Friday, July 22, 2011

Michelle Bachmann, Submissive Spouse



The earliest political buzz I remember as a boy was that bees nest stirring around the Presidential candidacy of this rich, Roman Catholic war hero with the knock-out gorgeous wife.  The fear, stated clearly by members of my own family, was that, once elected, John F. Kennedy would religiously cede his power over to the pope because Kennedy was Roman Catholic and that's what Catholics do--they listen, religiously, to their Pope.

Turns out, of course, that JFK rarely listened religiously to anything, save his saucier instincts.  Had the Pope been captain of his sheep, he might have done a ton of things differently.  But no matter.  If you were an evangelical Christian, circa 1959 and 1960, chances are you were for a strange Quaker named Nixon because, after all, how bad would it be to have the Pope for President?

Ruth Marcus, of the Washington Post, says she can't help asking a similar question about the candidacy of Michelle Backmann, who is a proud Christian evangelical and who has, publically, explained the major decisions of her life by her blessedly submissive role to her husband.  The question Marcus asks goes like this:  can someone who claims to be subservient to her husband's wishes be the elected President--or does her allegiance to her husband's visions of things make her a stand-in for him?

As someone who has weathered decades of gender wars in an evangelical church, I can suspicion the evangelical answer.  For years, conservative Christians have made the argument that Paul's demands about women's roles pertain primarily to a church context.  The argument goes like this:  Michelle Bachmann could certainly be President of the United States and run the show; but if her husband were to lay down the law about, say, infant baptism or women in church office or transubstantiation, she'd have to suck it up and take his views of such things.  Paul's women-be-silent edict, after all, applies only to what happens in the pew.  On matters of when or where to wage war, whether to dismantle safety net for the poor, whether or not to add new taxes, or how to deal with radical Islam, biblically speaking, President Bachmann is totally untethered to the old man.  She's free as a bird.  

Strange, but I know that argument. 

"I don’t lose sleep over Marcus Bachmann as Oval Office puppeteer, mostly because I cannot imagine Michele Bachmann making it there," Ruth Marcus says. 

Quite frankly, I cannot imagine Ms.
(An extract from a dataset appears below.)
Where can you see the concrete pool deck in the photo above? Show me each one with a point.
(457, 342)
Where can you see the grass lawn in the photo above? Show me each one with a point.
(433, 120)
Bachmann making it there myself, but, listen, Minnesota has already given us Jesse Ventura. 

What I can't imagine is the Michelle Bachmann we all know and love being a truly Pauline-defined submissive helpmeet, period, despite her darlingly righteous claim.  For most of my life, I've had this itching suspicion that those evangelical women who most love to trumpet their peculiarly submissive roles are the same ones who appear--at least by my estimation--to be jerking up the family trousers about their own loins every morning.  They are submissive and their husbands know it because they have made it perfectly clear to them that they are. 

So there.

2 comments:

Seriously Though said...

I think the word submissive is often misunderstood. the Proverbs "noble woman" verses describe a lady who owns her own manufacturing, distribution, retail company. She's involved in real estate transactions oversees a large agricultural businesses, all on her own. Yet she is still as a jewel in her husband's crown.

Anonymous said...

I know those women you're talking about, Jim. They rant about how women should have no power in churches while their shy husbands cower and blush beside them.

As for Michelle Bachmann, she is going nowhere. Thank goodness for that. Obama will take 2012. His wife will make him win.